In order to understand the Central Limit Theorem, I am comparing a $Binomial(n,p)$ variable with a large $n$ and a normal variable with mean $\mu p$ and a standard deviation $\sigma = \sqrt{np(1-p)}$.
In this book they plot it this way :
import random
import math
import matplotlib.pyplot as plt
from collections import Counter
def normal_cdf(x, mu=0,sigma=1):
return (1 + math.erf((x - mu) / math.sqrt(2) / sigma)) / 2
def bernoulli_trial(p):
return 1 if random.random() < p else 0
def binomial(n, p):
return sum(bernoulli_trial(p) for _ in range(n))
def make_hist(p, n, num_points):
data = [binomial(n, p) for _ in range(num_points)]
# use a bar chart to show the actual binomial samples
histogram = Counter(data)
plt.bar([x - 0.4 for x in histogram.keys()],
[v / num_points for v in histogram.values()],
0.8,
color='0.75')
mu = p * n
sigma = math.sqrt(n * p * (1 - p))
# use a line chart to show the normal approximation
xs = range(min(data), max(data) + 1)
# ys = [normal_cdf(i + 0.5, mu, sigma) - normal_cdf(i - 0.5, mu, sigma) for i in xs]
ys = [normal_cdf(i, mu, sigma) for i in xs]
plt.plot(xs,ys)
make_hist(0.75,100,10000)
And it gives back :
I don't understand why I have to add and subtract two normal cumulative distribution functions rather than one normal distribution function to compare a Binomial with a normal variable ?
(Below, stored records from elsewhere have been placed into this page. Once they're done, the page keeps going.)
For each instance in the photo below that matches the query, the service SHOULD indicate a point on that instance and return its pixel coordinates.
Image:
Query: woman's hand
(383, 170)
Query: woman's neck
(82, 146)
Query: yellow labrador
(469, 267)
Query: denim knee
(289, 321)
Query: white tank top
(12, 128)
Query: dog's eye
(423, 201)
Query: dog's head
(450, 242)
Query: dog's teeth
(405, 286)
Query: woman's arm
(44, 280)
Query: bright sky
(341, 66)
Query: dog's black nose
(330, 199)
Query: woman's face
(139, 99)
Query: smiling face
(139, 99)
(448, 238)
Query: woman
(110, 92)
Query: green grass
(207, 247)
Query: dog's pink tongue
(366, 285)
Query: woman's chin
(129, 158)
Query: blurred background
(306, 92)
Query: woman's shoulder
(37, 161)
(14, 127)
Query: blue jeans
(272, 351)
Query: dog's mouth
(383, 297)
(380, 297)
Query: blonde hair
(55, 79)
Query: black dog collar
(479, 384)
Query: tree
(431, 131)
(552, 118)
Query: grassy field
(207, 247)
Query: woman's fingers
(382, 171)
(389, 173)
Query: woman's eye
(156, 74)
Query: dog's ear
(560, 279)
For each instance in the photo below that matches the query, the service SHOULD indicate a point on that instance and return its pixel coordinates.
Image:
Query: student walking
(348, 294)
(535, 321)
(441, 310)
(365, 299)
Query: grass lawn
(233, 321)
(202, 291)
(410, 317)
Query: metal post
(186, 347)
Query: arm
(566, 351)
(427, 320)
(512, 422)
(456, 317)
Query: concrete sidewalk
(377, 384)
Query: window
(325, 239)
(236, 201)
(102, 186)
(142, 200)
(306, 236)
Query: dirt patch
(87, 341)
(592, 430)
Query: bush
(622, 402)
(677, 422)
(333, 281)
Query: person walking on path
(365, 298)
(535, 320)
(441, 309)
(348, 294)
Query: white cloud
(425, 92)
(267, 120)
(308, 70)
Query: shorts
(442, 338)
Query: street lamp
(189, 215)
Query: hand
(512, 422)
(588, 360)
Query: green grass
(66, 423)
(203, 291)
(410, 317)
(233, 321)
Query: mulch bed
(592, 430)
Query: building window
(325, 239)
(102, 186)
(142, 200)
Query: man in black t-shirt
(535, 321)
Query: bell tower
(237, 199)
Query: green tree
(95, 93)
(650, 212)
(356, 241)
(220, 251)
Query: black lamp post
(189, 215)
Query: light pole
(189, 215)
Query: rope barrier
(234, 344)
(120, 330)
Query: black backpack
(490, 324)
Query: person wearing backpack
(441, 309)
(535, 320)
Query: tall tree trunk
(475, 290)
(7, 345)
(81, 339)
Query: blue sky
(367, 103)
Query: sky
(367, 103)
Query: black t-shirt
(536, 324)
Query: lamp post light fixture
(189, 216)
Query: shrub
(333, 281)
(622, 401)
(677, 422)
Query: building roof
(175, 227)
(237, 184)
When plotting it with a normal distribution function it is exactly the same :
xs = range(min(data), max(data) + 1)
ys = [normal_pdf(i, mu, sigma) for i in xs]
plt.plot(xs,ys)
def normal_pdf(x, mu=0, sigma=1):
sqrt_two_pi = math.sqrt(2 * math.pi)
return (math.exp(-(x-mu) ** 2 / 2 / sigma ** 2) / (sqrt_two_pi * sigma))
Which gives back :
So why bothering with these cumulative distribution function ? What proves they do the job ?
The point is that the normal approximation to $P(X=k)$ for a Binomial($n,p$) random variable $X$, using the continuity correction, is $\Phi \left ( \frac{k+1/2-np}{\sqrt{np(1-p)}} \right ) - \Phi \left ( \frac{k-1/2-np}{\sqrt{np(1-p)}}\right )$ where $\Phi$ is the standard normal CDF. This is the probability that the normal approximant falls in an interval of length $1$ centered at $k$. This can be further approximated by $\frac{1}{\sqrt{np(1-p)}} \phi \left ( \frac{k-np}{\sqrt{np(1-p)}} \right )$ where $\phi$ is the standard normal PDF, by neglecting the variation of $\phi$ on this interval. (Effectively we are approximating the integral of $\phi$ on this interval using the midpoint rule.)
In your example $\sqrt{np(1-p)}=\sqrt{75}/2$ which is a little bit more than $4$, so this second approximation is pretty good. (The first approximation is just decent, not great.)